Let's run some queries. We will be working in the query editor now. Please note the green arrow button at the top bar of the app window (marked with the red border) - we will be using it to run queries:


In order to read documents you can use the .find() method. It accepts an argument where you can provide query options. In order to find all the documents that have the key message with value "Hello, world!" you can use the following query:

db.getCollection("hello").find({ message: "Hello, world!" })

After you run it with the green arrow button you'll see that it shows only one document - the one that you saw earlier. It's hard to tell if the query works if the result is the same as earlier. So let's create more documents to be able to play with querying.


Inserting a document requires using the .insert() method. It accepts an argument which is a JSON-like document that you wan't to insert. For example to add a few more documents to the hello collection you can run the following queries:

db.getCollection("hello").insert({ message: "I love spiders!" })
db.getCollection("hello").insert({ message: "I don't feel so good :(" })
db.getCollection("hello").insert({ suitType: "Iron-Spider" })
db.getCollection("hello").insert({ suitType: "standard" })

Note that you can insert different documents to the same collection. The suitType key does not match with the message key but MongoDB allows you to do that.

Now if you run the .find() method with different options you'll see how it works.


If you want to update a document you can use the .update() method. You need to provide at least two arguments: first the query which will retrieve the documents that needs to be updated (the same as in .find()) and second argument is a JSON-like object that will provide new values to the document. For example:

db.getCollection("hello").update({ message: "I love spiders!" }, { message: "I hate spiders." })

This query will change the message value to "I hate spiders.".

Note that you can add new keys to the document using .update() method.
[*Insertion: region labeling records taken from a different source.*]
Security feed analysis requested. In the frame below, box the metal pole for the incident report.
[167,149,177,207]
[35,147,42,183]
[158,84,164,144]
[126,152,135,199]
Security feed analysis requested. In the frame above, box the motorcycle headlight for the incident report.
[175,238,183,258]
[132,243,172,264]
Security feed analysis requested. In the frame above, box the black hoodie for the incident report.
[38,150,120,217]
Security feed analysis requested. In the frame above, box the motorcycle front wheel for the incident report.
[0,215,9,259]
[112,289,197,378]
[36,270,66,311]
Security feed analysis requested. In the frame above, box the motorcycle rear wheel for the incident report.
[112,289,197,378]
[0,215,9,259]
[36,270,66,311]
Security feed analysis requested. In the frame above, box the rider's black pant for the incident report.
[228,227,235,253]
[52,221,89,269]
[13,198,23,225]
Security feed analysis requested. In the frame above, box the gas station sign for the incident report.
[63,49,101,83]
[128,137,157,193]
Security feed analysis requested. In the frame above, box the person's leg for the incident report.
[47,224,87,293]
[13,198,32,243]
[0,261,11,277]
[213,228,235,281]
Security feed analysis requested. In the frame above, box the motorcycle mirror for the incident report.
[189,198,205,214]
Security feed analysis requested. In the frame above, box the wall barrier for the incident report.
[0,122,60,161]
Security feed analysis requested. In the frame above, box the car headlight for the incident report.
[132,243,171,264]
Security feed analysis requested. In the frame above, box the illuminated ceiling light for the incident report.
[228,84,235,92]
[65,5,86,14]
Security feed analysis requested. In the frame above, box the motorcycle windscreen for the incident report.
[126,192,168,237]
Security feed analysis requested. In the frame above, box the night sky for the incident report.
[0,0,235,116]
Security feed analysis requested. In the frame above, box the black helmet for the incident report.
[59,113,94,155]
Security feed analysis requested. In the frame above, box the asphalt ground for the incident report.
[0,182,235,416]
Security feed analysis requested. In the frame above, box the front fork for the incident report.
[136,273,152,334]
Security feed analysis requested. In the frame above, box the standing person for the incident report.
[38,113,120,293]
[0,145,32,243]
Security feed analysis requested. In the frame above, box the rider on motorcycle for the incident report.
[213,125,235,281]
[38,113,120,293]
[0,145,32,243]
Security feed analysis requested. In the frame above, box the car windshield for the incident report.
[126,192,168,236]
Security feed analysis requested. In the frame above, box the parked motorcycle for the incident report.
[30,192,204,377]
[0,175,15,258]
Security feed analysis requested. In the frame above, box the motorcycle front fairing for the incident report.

Simply pass the new keys in the second argument.


In order to delete documents you can use one of the two methods: .deleteOne() or .deleteMany(). Both of them accept an argument with query options the same as in .find(). The difference is that the former will delete only one document even if more will match the query while the latter will delete all matching documents. Here's an example:

db.getCollection("hello").deleteOne({ suitType: "Iron-Spider" })

Using this query you will delete the first document that matches given criteria.